Researchers at Mass General Brigham, looking to utilize AI to address the undertreatment of pain in certain patient groups, tested whether vast language models could improve racial disparities in pain perception and medication prescribing.
The LLM tests did not show any discrimination based on race or gender and could prove to be a helpful tool in pain management, ensuring equitable treatment for all patient groups, MGB researchers said in a statement Monday.
“We believe our study provides key data showing how AI has the ability to reduce bias and improve equity in healthcare,” said Dr. Marc Succi, strategic innovation leader at Mass General Brigham Innovation and corresponding author of the study, in a statement.
WHY IS THIS IMPORTANT
Health system researchers commissioned OpenAI’s GPT-4 and Google’s Gemini LLM to perform subjective pain assessments and make comprehensive pain treatment recommendations for 480 representative pain cases they had prepared.
To generate the dataset, researchers used 40 cases reporting various types of pain — such as back pain, abdominal pain, and headaches — and removed race and gender identifiers. They then generated all unique combinations of race from six U.S. Centers for Disease Control racial categories — American Indian or Alaska Native, Asian, Black, Latino or Hispanic, Native Hawaiian or other Pacific Islander, and White — before randomly assigning each case as male or female.
For each patient case included in the data set, forensic physicians assessed and assigned subjective pain scores before making pain management recommendations, which included pharmacological and nonpharmacological interventions.
The researchers performed univariate analyses to assess the association between race/ethnicity or gender and specific outcome measures — subjective pain rating, opioid name, order, and dosing recommendations — suggested by the LLM, the MGB reported.
According to GPT-4, pain was most often rated as “severe,” while Gemini most often rated it as “moderate.” tests published September 6 in PAIN, the journal of the International Association for the Study of Pain.
Of note, Gemini recommended opioids more often, suggesting that GPT-4 is more cautious when making recommendations regarding opioid prescribing.
The researchers said that while additional analyses of both AI models could assist determine which one is more aligned with clinical expectations, the study showed that the LLM models are able to look beyond patients’ perceptions of pain based on race.
“These results are reassuring because patient race, ethnicity, and gender did not influence recommendations, indicating that these LLM programs have the potential to help address existing biases in health care,” Cameron Adolescent and Ellie Einchen, co-authors from Harvard Medical School, said in a statement.
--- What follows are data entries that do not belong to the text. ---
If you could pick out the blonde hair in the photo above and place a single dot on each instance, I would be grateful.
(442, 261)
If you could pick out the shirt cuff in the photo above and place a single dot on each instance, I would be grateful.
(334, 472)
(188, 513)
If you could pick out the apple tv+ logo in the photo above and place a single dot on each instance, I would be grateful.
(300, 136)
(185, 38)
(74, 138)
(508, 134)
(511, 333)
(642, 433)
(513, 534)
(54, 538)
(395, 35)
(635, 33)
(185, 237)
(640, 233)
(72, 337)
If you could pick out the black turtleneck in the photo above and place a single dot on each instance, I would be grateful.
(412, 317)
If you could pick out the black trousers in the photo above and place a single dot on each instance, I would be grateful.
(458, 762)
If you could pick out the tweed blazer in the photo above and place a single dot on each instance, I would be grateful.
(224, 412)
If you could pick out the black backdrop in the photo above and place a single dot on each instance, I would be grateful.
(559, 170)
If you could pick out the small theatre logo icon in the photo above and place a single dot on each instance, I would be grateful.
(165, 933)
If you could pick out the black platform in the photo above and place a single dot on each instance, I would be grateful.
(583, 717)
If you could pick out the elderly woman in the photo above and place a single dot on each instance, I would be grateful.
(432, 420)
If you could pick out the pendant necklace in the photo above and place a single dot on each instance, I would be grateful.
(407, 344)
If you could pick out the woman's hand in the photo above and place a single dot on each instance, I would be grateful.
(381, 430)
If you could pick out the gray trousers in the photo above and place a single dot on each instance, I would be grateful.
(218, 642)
“I think AI algorithms in the short term will be complementary tools that can essentially serve as a second pair of eyes that work alongside healthcare professionals,” added Succi, who is also vice president of innovation and commercialization for corporate radiology and executive director of MGB’s medical solutions incubator for healthcare.
Healthcare officials said future studies should consider the impact of race on LLM treatment recommendations in other fields of medicine, as well as assess variables related to nonbinary gender.
BIGGER TREND
Just as biased algorithms have exacerbated the disproportionate impact of COVID-19 on people of color, research has shown that healthcare providers are more likely underestimate and not treat pain in black and other minority patients.
While AI has been found to exacerbate racial bias in many areas of medicine and healthcare, an LLM can also assist mitigate it clinician bias and support equitable pain management.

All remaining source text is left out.